Eterosessismo, misoginia, omo-lesbo-bi-trans-a-fobia, sessismo e cultura dello stupro sono alcune tra le peggiori miserie culturali dei nostri tempi. Ma se le guardiamo da vicino e ci spogliamo delle lenti binarie con cui si analizza comunemente l’azione patriarcale, noteremo che hanno una matrice comune. Se adottiamo un approccio non binario, che vede tutti i generi (non solo le donne) come bersagli del dominio patriarcale, allora capiremmo che le componenti sottese di tutte queste forme di discriminazione e violenza sono:

  • la femminilità (patriarcale)

  • la femminilizzazione delle persone (morbosa e prescrittiva)

  • l’anti-femminilità (femmephobia)

La femminilità è un facile target per le discriminazioni e si manifesta in modo intersezionale attraverso l’identità di genere e gli orientamenti sessuali.


Allora cosa possiamo fare per smantellare questo sistema femmefobico?

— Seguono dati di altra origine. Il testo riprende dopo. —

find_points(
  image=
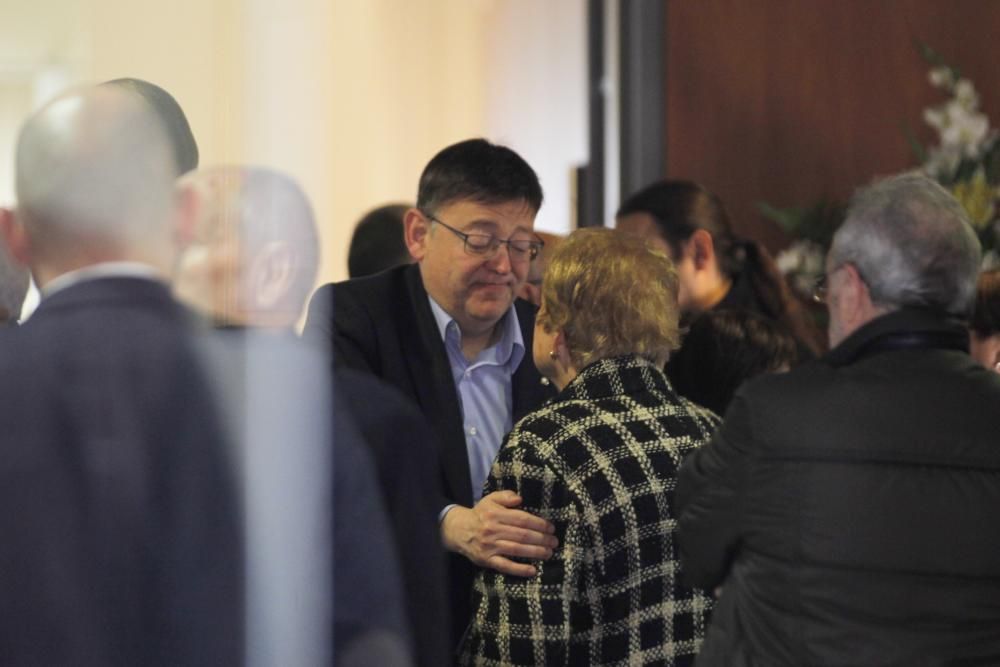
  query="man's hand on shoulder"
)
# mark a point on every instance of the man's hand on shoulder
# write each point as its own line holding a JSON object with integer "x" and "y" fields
{"x": 493, "y": 531}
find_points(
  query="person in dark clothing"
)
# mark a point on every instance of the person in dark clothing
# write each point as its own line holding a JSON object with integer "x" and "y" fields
{"x": 718, "y": 271}
{"x": 848, "y": 508}
{"x": 377, "y": 243}
{"x": 985, "y": 324}
{"x": 600, "y": 461}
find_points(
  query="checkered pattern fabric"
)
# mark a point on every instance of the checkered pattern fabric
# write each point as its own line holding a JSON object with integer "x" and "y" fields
{"x": 599, "y": 462}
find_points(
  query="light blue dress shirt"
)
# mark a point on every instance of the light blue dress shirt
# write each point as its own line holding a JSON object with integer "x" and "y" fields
{"x": 484, "y": 390}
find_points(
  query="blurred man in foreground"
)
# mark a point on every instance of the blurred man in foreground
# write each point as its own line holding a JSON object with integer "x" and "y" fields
{"x": 848, "y": 508}
{"x": 121, "y": 533}
{"x": 249, "y": 260}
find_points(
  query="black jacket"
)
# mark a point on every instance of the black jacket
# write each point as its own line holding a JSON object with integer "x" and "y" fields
{"x": 849, "y": 508}
{"x": 383, "y": 325}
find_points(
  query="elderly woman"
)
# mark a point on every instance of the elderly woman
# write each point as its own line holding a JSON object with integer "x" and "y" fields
{"x": 599, "y": 462}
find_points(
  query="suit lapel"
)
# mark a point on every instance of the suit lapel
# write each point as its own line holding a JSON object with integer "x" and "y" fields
{"x": 431, "y": 375}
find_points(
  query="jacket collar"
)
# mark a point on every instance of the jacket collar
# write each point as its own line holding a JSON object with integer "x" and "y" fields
{"x": 907, "y": 328}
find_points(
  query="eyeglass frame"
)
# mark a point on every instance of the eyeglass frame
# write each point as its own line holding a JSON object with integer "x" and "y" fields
{"x": 490, "y": 250}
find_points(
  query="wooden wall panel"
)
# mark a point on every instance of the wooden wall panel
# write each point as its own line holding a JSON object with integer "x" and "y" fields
{"x": 789, "y": 100}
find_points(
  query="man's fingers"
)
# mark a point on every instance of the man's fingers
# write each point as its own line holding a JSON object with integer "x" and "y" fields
{"x": 522, "y": 550}
{"x": 507, "y": 566}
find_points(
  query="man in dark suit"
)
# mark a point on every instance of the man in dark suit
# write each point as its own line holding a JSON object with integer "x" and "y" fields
{"x": 448, "y": 333}
{"x": 121, "y": 536}
{"x": 848, "y": 508}
{"x": 248, "y": 261}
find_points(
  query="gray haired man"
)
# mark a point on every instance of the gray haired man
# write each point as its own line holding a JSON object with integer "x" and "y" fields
{"x": 848, "y": 508}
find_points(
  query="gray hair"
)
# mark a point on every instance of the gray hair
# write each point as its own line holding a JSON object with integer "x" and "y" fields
{"x": 912, "y": 244}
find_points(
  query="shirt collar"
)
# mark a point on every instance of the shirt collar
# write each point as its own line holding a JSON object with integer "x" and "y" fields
{"x": 510, "y": 347}
{"x": 102, "y": 270}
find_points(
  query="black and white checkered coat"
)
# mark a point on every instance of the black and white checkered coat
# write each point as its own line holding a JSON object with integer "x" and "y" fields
{"x": 599, "y": 462}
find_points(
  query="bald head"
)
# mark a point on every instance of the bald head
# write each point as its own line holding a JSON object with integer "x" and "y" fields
{"x": 94, "y": 178}
{"x": 251, "y": 255}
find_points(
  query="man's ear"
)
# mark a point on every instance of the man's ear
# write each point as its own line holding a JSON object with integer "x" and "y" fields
{"x": 15, "y": 237}
{"x": 416, "y": 229}
{"x": 272, "y": 273}
{"x": 701, "y": 248}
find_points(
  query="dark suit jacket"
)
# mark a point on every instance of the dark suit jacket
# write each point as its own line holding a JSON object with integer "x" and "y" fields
{"x": 383, "y": 325}
{"x": 120, "y": 535}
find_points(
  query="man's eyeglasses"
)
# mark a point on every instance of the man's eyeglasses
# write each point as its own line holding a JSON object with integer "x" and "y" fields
{"x": 486, "y": 245}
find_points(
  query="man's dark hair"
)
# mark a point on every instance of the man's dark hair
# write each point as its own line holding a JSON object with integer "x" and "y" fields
{"x": 377, "y": 243}
{"x": 479, "y": 171}
{"x": 171, "y": 115}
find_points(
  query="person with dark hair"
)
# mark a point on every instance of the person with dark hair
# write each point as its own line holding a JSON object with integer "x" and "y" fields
{"x": 448, "y": 333}
{"x": 119, "y": 506}
{"x": 531, "y": 290}
{"x": 170, "y": 113}
{"x": 717, "y": 270}
{"x": 600, "y": 461}
{"x": 722, "y": 350}
{"x": 377, "y": 243}
{"x": 985, "y": 324}
{"x": 848, "y": 508}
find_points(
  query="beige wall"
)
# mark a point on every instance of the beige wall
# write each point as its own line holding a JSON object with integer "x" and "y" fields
{"x": 352, "y": 97}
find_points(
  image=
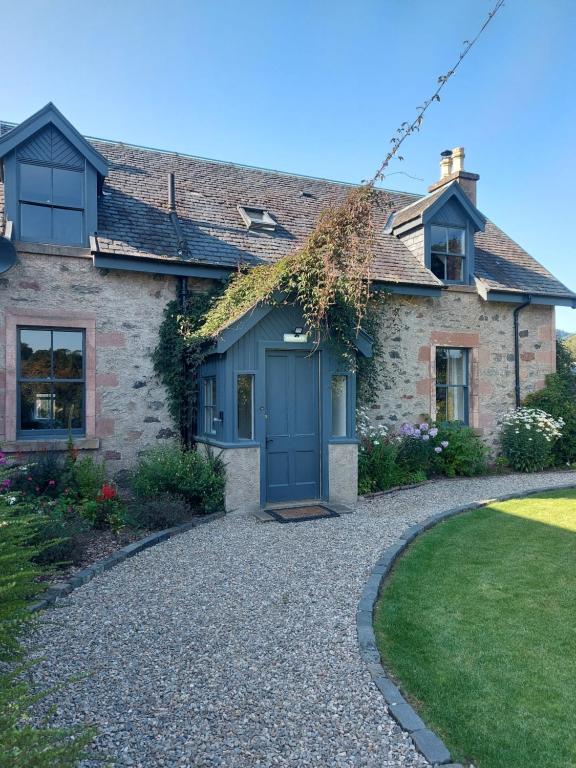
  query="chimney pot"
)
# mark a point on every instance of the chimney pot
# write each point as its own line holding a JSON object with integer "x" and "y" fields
{"x": 457, "y": 159}
{"x": 452, "y": 169}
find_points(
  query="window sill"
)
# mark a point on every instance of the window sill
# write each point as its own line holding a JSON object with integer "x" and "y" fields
{"x": 50, "y": 444}
{"x": 460, "y": 288}
{"x": 52, "y": 249}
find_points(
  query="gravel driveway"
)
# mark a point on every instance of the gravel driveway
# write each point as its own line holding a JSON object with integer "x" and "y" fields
{"x": 235, "y": 644}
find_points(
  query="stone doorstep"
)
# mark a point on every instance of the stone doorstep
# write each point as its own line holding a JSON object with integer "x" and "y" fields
{"x": 63, "y": 588}
{"x": 425, "y": 740}
{"x": 263, "y": 516}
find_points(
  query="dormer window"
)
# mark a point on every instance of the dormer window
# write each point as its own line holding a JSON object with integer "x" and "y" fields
{"x": 448, "y": 253}
{"x": 51, "y": 204}
{"x": 52, "y": 176}
{"x": 257, "y": 218}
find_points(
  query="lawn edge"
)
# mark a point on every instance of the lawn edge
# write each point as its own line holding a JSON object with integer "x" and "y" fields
{"x": 424, "y": 739}
{"x": 79, "y": 578}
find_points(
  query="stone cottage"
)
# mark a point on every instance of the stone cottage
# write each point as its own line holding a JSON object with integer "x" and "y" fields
{"x": 98, "y": 236}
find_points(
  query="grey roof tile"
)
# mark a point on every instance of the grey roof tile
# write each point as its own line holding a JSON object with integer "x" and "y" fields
{"x": 133, "y": 218}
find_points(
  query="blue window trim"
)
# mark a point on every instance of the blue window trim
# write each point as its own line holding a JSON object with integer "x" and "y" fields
{"x": 41, "y": 434}
{"x": 237, "y": 438}
{"x": 205, "y": 379}
{"x": 51, "y": 206}
{"x": 465, "y": 387}
{"x": 465, "y": 256}
{"x": 350, "y": 426}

  • Condanna questa narrazione! Fai notare quando qualcunǝ intorno a te fa discorsi tossici sulla femminilità patriarcale, e fallo notare (con sensibilità) quando qualcunǝ la incarna inconsapevolmente.

  • Analizza la tua femminilità (a prescindere dal tuo genere). E, se lo vuoi, rendila una femminilità resistente! Vai contro alle prescrizioni patriarcali che ti vogliono bellǝ ma mansuetǝ, che non ti consentono femminilità se ti percepiscono come uomo, ecc. Inventa la tua propria femminilità alternativa (ma non colpevolizzarti se rientri nei canoni della femminilità patriarcale).

  • Embrace your femininity (and your masculinity), indipendentemente dal tuo genere!